The turnover of thrombin-thrombomodulin complex in cultured human umbilical vein endothelial cells and A549 lung cancer cells. Endocytosis and degradation of thrombin.

作者信息

Maruyama I, Majerus P W

出版信息

J Biol Chem. 1985 Dec 15;260(29):15432-8.

PMID:2999116
Abstract

We have prepared a monoclonal antibody directed against human thrombomodulin. We used the antibody to measure thrombomodulin molecules in cultured human endothelial cells from umbilical vein and in a human lung cancer cell line (A549). Endothelial cells contain approximately 30,000-55,000 molecules of thrombomodulin/cell while the A549 cell has about 1/4 of this number. About 50-60% of thrombin binding sites on endothelial cells are thrombomodulin, while about 90% of thrombin binding sites on A549 cells are thrombomodulin. Exposure of these cells to thrombin decreased thrombomodulin on the cell surface suggesting that internalization of thrombin-thrombomodulin occurred.

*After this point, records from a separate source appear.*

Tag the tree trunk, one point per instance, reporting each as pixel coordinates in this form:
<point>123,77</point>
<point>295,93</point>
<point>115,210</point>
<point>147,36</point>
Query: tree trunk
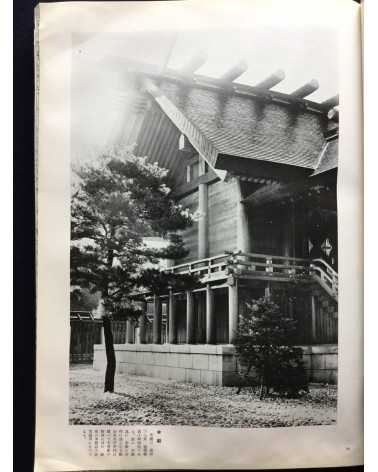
<point>110,355</point>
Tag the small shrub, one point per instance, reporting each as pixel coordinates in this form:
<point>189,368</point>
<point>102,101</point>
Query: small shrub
<point>266,352</point>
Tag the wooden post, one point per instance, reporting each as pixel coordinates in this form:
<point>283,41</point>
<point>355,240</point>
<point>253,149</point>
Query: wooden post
<point>130,332</point>
<point>203,245</point>
<point>172,335</point>
<point>210,332</point>
<point>233,311</point>
<point>189,317</point>
<point>313,318</point>
<point>142,323</point>
<point>201,318</point>
<point>156,328</point>
<point>242,227</point>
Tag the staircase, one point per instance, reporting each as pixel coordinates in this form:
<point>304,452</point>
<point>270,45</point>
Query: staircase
<point>263,267</point>
<point>326,277</point>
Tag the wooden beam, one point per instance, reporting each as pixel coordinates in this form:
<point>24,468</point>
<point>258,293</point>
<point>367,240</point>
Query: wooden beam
<point>276,192</point>
<point>190,187</point>
<point>306,89</point>
<point>333,114</point>
<point>236,71</point>
<point>331,102</point>
<point>272,80</point>
<point>194,63</point>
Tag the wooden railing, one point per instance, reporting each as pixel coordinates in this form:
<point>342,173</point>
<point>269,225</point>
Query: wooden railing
<point>209,268</point>
<point>241,263</point>
<point>261,266</point>
<point>268,265</point>
<point>325,275</point>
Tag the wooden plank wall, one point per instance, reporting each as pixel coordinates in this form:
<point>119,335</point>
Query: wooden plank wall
<point>222,217</point>
<point>190,235</point>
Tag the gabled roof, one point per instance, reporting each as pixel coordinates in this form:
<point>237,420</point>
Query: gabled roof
<point>229,119</point>
<point>246,127</point>
<point>328,159</point>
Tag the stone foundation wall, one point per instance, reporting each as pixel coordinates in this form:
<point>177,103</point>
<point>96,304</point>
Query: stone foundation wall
<point>203,364</point>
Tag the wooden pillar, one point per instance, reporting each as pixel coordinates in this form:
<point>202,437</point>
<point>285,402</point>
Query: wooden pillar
<point>233,311</point>
<point>102,336</point>
<point>189,317</point>
<point>210,321</point>
<point>313,318</point>
<point>203,244</point>
<point>242,228</point>
<point>142,323</point>
<point>156,325</point>
<point>172,330</point>
<point>129,332</point>
<point>201,318</point>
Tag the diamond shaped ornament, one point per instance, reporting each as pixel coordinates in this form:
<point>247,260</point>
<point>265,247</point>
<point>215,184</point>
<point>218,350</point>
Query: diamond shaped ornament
<point>327,247</point>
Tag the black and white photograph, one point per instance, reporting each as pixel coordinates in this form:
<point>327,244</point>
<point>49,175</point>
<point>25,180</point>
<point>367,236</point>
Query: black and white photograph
<point>204,228</point>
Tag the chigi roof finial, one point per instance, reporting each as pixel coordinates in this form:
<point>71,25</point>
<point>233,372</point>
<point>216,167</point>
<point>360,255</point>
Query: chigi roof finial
<point>306,89</point>
<point>197,61</point>
<point>236,71</point>
<point>274,79</point>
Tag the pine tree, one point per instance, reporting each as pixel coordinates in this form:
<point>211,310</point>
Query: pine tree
<point>116,202</point>
<point>266,351</point>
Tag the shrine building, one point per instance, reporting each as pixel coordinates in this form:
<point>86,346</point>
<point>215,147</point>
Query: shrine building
<point>258,168</point>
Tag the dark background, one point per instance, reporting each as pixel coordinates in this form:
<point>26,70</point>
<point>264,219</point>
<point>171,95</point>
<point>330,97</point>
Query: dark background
<point>24,240</point>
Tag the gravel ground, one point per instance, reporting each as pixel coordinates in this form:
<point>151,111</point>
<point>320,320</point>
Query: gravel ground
<point>143,400</point>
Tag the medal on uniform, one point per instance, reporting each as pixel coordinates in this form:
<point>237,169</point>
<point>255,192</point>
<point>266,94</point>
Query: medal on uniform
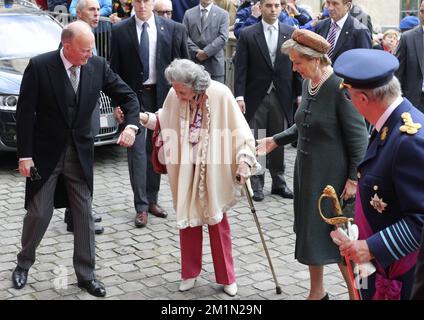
<point>377,203</point>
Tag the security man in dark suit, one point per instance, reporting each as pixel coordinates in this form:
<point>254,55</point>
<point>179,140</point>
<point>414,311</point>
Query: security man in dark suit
<point>389,210</point>
<point>141,48</point>
<point>341,30</point>
<point>418,287</point>
<point>59,92</point>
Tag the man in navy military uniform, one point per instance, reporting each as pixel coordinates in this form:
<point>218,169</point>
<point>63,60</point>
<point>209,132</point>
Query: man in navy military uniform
<point>389,207</point>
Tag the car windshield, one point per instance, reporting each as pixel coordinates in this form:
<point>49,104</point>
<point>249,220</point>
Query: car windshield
<point>24,36</point>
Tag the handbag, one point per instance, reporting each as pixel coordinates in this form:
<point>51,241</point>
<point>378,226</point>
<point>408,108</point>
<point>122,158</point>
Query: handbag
<point>158,166</point>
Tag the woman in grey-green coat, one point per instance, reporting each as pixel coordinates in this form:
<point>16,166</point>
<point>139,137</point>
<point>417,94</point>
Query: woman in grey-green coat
<point>331,141</point>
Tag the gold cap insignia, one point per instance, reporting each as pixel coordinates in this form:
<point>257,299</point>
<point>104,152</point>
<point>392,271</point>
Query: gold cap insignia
<point>409,126</point>
<point>384,132</point>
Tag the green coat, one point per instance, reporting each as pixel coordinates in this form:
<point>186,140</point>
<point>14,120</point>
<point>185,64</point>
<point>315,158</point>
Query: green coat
<point>331,141</point>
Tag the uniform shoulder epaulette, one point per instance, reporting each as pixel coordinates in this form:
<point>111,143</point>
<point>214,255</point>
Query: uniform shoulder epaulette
<point>409,126</point>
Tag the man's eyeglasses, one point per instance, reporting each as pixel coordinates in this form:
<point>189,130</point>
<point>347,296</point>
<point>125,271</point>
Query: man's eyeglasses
<point>33,174</point>
<point>164,12</point>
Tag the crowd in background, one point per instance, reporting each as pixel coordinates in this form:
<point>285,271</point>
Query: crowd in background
<point>275,90</point>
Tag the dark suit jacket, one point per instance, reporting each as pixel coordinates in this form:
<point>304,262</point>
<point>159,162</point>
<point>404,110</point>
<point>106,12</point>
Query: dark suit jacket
<point>254,72</point>
<point>410,53</point>
<point>126,61</point>
<point>353,35</point>
<point>43,125</point>
<point>387,172</point>
<point>418,287</point>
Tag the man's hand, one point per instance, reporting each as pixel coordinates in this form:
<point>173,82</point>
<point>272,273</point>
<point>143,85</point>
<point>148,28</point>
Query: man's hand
<point>356,251</point>
<point>201,55</point>
<point>144,117</point>
<point>265,146</point>
<point>24,167</point>
<point>119,115</point>
<point>291,8</point>
<point>256,11</point>
<point>126,138</point>
<point>242,106</point>
<point>349,190</point>
<point>114,18</point>
<point>242,173</point>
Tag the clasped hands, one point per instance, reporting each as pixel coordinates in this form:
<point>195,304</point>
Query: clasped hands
<point>127,136</point>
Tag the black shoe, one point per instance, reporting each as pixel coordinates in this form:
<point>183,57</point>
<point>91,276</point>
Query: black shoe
<point>93,287</point>
<point>326,297</point>
<point>98,229</point>
<point>284,192</point>
<point>19,277</point>
<point>258,195</point>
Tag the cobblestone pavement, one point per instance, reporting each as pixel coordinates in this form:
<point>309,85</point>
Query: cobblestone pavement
<point>145,263</point>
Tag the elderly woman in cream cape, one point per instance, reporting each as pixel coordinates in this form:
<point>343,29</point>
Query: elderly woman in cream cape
<point>209,152</point>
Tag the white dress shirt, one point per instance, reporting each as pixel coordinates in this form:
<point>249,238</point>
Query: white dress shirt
<point>380,123</point>
<point>340,25</point>
<point>153,36</point>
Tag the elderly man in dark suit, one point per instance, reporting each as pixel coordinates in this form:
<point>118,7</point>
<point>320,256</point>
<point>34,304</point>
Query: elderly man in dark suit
<point>207,26</point>
<point>264,86</point>
<point>58,94</point>
<point>341,30</point>
<point>418,287</point>
<point>410,54</point>
<point>389,208</point>
<point>141,48</point>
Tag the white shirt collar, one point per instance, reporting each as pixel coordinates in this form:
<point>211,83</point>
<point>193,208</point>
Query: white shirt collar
<point>380,123</point>
<point>209,7</point>
<point>342,21</point>
<point>140,22</point>
<point>266,25</point>
<point>65,61</point>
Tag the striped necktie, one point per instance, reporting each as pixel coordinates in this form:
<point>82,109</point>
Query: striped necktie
<point>74,77</point>
<point>331,38</point>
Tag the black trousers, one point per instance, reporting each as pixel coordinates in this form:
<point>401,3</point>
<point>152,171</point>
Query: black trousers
<point>269,119</point>
<point>148,97</point>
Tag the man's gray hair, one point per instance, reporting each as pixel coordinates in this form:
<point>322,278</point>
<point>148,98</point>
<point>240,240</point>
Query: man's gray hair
<point>81,5</point>
<point>304,51</point>
<point>188,73</point>
<point>389,91</point>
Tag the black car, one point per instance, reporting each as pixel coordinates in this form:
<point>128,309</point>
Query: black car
<point>26,31</point>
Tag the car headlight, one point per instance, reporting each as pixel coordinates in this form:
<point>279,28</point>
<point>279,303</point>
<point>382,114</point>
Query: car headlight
<point>8,102</point>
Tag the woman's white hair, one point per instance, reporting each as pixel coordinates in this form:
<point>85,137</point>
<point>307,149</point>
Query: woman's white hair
<point>304,51</point>
<point>188,73</point>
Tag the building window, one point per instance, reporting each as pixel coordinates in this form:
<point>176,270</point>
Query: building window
<point>409,7</point>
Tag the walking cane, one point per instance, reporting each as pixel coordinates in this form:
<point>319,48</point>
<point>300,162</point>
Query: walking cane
<point>252,208</point>
<point>339,221</point>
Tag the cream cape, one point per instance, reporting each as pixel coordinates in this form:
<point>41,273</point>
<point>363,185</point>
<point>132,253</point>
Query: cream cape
<point>205,188</point>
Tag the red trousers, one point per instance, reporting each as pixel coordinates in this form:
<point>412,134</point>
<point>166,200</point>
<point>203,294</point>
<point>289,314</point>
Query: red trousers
<point>191,240</point>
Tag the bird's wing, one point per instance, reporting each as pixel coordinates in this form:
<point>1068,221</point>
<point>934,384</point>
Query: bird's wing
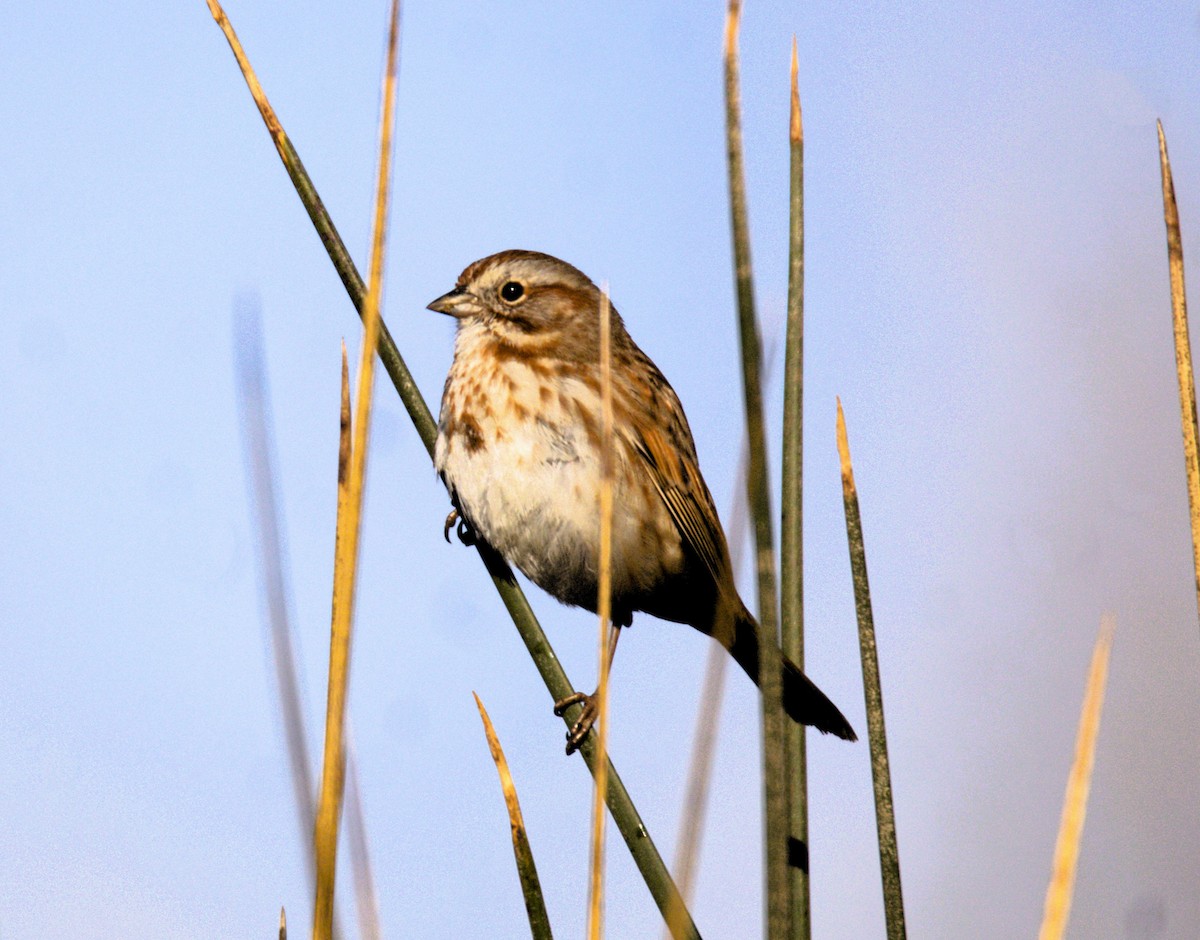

The internalized 125I-thrombin was degraded in the cells and thrombomodulin reappeared on the cell surface after 30 min, suggesting the recycling of thrombomodulin. The rate of protein C activation correlated with the presence of the thrombin-thrombomodulin complex on the cell surface. The binding of thrombin to cell-surface thrombomodulin accelerates protein C activation; the subsequent internalization of the thrombin-thrombomodulin complex is associated with cessation of protein C activation. Therefore, endocytosis of thrombin-thrombomodulin may serve to control protein C activation. The uptake and degradation of thrombin bound to thrombomodulin may provide a mechanism for clearance of thrombin from the circulation.

摘要

我们制备了一种针对人血栓调节蛋白的单克隆抗体。我们用该抗体来检测来自人脐静脉的培养内皮细胞以及人肺癌细胞系(A549)中的血栓调节蛋白分子。内皮细胞每个细胞含有约30,000 - 55,000个血栓调节蛋白分子,而A549细胞的这一数量约为其1/4。内皮细胞上约50 - 60%的凝血酶结合位点是血栓调节蛋白,而A549细胞上约90%的凝血酶结合位点是血栓调节蛋白。将这些细胞暴露于凝血酶会使细胞表面的血栓调节蛋白减少,这表明发生了凝血酶 - 血栓调节蛋白的内化。内化的125I - 凝血酶在细胞内被降解,30分钟后血栓调节蛋白重新出现在细胞表面,这表明血栓调节蛋白发生了再循环。蛋白C激活的速率与细胞表面凝血酶 - 血栓调节蛋白复合物的存在相关。凝血酶与细胞表面血栓调节蛋白的结合加速了蛋白C的激活;随后凝血酶 - 血栓调节蛋白复合物的内化与蛋白C激活的停止相关。因此,凝血酶 - 血栓调节蛋白的内吞作用可能有助于控制蛋白C的激活。与血栓调节蛋白结合的凝血酶的摄取和降解可能为从循环中清除凝血酶提供一种机制。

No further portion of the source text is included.